During the evaluation, it was observed that the use of LLM and static analysis techniques offered a comprehensive approach to code review. In testing the tool in a variety of scenarios, results were effective at improving the code quality and user understanding: 71.5% responded in the questionnaires that the system's quality of suggestions surpasses those of the human reviewers, and another 71.4% believed that the feedback delivered from the system was clear. In general, the dynamic feedback mechanism of the system, combined with its coverage of code violations, is making it different from those of traditional tools like the FrenchPress plugin. The power of this intelligent code review tool really lies in the adaptiveness of contextually relevant feedback it provides, which ultimately makes learning very empowering for programmers at all levels, contributing thus to better software development outcomes.
== Recommendations
The following are recommendations for the intelligent code review tool:
+ To address the varied reception of feedback clarity, the system will benefit from implementing fine-tuning the LLM for more personalized feedback.

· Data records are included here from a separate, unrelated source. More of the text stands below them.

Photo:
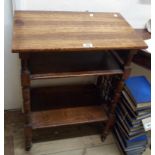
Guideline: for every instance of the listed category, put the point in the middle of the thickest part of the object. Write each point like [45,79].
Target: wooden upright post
[117,94]
[25,82]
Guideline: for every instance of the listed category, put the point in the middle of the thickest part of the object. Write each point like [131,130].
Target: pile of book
[134,106]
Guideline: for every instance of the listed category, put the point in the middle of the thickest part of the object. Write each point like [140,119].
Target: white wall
[137,12]
[12,91]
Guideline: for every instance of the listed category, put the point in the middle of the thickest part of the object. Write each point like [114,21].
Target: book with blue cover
[136,149]
[139,89]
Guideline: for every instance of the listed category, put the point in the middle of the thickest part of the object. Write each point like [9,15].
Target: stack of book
[134,106]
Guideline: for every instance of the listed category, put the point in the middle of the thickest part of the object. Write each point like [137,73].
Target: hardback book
[128,131]
[128,150]
[137,141]
[144,113]
[123,131]
[139,90]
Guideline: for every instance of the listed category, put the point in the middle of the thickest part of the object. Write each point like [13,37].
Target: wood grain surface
[36,31]
[68,116]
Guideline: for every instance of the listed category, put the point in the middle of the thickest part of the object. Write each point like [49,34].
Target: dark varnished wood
[50,45]
[40,31]
[57,97]
[68,116]
[53,65]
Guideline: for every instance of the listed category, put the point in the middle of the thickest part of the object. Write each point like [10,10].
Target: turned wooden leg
[117,93]
[28,137]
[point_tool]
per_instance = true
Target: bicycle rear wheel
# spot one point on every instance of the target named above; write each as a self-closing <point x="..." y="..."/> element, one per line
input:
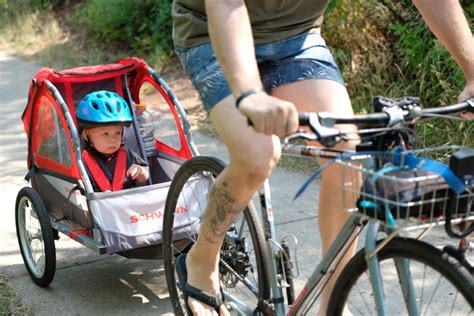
<point x="243" y="268"/>
<point x="442" y="285"/>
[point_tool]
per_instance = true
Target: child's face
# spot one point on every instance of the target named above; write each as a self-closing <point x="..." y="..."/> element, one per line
<point x="106" y="139"/>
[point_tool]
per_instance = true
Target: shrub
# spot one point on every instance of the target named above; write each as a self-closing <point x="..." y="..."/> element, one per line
<point x="141" y="26"/>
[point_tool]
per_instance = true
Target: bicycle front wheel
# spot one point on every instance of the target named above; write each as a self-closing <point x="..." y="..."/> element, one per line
<point x="243" y="268"/>
<point x="441" y="285"/>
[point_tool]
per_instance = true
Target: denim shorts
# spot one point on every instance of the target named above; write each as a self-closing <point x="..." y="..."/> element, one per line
<point x="296" y="58"/>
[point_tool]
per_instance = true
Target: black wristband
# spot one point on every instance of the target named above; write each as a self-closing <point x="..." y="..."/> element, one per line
<point x="246" y="94"/>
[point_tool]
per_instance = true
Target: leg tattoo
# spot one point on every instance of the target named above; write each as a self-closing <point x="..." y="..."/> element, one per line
<point x="222" y="210"/>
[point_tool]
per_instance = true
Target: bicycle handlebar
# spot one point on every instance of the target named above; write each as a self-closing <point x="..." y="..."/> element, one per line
<point x="383" y="118"/>
<point x="322" y="123"/>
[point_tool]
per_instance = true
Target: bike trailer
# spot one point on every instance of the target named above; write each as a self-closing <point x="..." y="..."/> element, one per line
<point x="127" y="222"/>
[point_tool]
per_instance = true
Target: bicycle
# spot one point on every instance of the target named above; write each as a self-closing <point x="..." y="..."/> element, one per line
<point x="254" y="276"/>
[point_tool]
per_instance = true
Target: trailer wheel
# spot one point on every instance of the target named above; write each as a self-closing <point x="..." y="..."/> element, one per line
<point x="35" y="236"/>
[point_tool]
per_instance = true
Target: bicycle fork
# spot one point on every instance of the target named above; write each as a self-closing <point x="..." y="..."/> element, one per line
<point x="403" y="271"/>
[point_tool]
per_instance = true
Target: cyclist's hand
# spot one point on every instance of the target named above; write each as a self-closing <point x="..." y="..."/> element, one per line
<point x="467" y="93"/>
<point x="270" y="115"/>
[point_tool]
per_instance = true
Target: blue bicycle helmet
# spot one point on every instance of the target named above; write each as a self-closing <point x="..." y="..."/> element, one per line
<point x="103" y="108"/>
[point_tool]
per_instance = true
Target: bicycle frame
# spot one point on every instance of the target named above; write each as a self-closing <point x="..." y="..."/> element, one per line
<point x="326" y="267"/>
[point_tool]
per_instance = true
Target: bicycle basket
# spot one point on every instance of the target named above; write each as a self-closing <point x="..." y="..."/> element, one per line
<point x="382" y="185"/>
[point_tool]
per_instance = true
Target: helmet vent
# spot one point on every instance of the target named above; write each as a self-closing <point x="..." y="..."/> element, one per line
<point x="107" y="106"/>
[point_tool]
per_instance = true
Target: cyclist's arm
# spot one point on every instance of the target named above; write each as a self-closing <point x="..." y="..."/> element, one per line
<point x="232" y="40"/>
<point x="447" y="21"/>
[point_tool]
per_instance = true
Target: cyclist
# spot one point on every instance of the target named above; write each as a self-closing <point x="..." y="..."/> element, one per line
<point x="267" y="61"/>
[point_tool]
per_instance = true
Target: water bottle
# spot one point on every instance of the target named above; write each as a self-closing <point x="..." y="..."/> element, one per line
<point x="145" y="123"/>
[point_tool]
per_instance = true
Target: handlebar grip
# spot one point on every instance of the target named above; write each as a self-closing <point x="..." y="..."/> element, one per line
<point x="303" y="118"/>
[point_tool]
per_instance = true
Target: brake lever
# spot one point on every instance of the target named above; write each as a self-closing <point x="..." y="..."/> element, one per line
<point x="300" y="134"/>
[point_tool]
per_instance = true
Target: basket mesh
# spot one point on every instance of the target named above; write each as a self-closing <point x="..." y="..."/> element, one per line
<point x="375" y="185"/>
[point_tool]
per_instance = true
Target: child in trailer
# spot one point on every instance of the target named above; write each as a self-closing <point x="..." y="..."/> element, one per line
<point x="101" y="118"/>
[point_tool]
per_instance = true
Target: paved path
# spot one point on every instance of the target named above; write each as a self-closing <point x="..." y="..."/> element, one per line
<point x="89" y="284"/>
<point x="86" y="283"/>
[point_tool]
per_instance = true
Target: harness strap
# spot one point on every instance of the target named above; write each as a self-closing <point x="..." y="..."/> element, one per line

+ The system’s performance can be improved by optimizing the backend process. Either by hosting the LLM on better infrastructure or by using a quantized version of the model. This may cause quality loss but can be considered as a trade-off for performance.
+ As a learning tool, introduction of features such as learning resources, or a collaborative environment can allow users to enhancing their learning process.
== Conclusion
With a background in enhancing code quality and improving conformance to coding conventions, the development and implementation of the intelligent code review tool has marked a step-change in the way that one can approach these questions in the software development industry. This project has shown the ability to give dynamic and contextual suggestions of code violations through powerful static analysis techniques for a pre-trained Large Language Model (LLM), supporting developers at any skill level to write better quality code. The emphasis of the project was placed on carrying out deep research and understanding of LLM in order to give accurate and informative feedback on the quality of the code. By overcoming traditional approaches with its adaptive feedback mechanisms, the tool has not only identified a wider range of coding issues but also educated its user on the best way of learning programming standards.
In future, practical applications of the tool further streamlined code review processes, enabled real-time analysis, and actionable insights into codebases. This has helped heighten the satisfaction of users, make their works more effortless with developer productivity, and maintenance of codes due to the intuitiveness in the user interface and responsiveness of the system feedback. Over time, as digital settings continue to change, the intelligent code review tool is going to be the floor on which further innovations in the software development practice shall lie. Addressing the current limitations and even foreseeing future challenges, this project opens up possibilities for further advancement in automated code analysis and educates the young to be conscious about quality and efficiency in the software development ecosystem.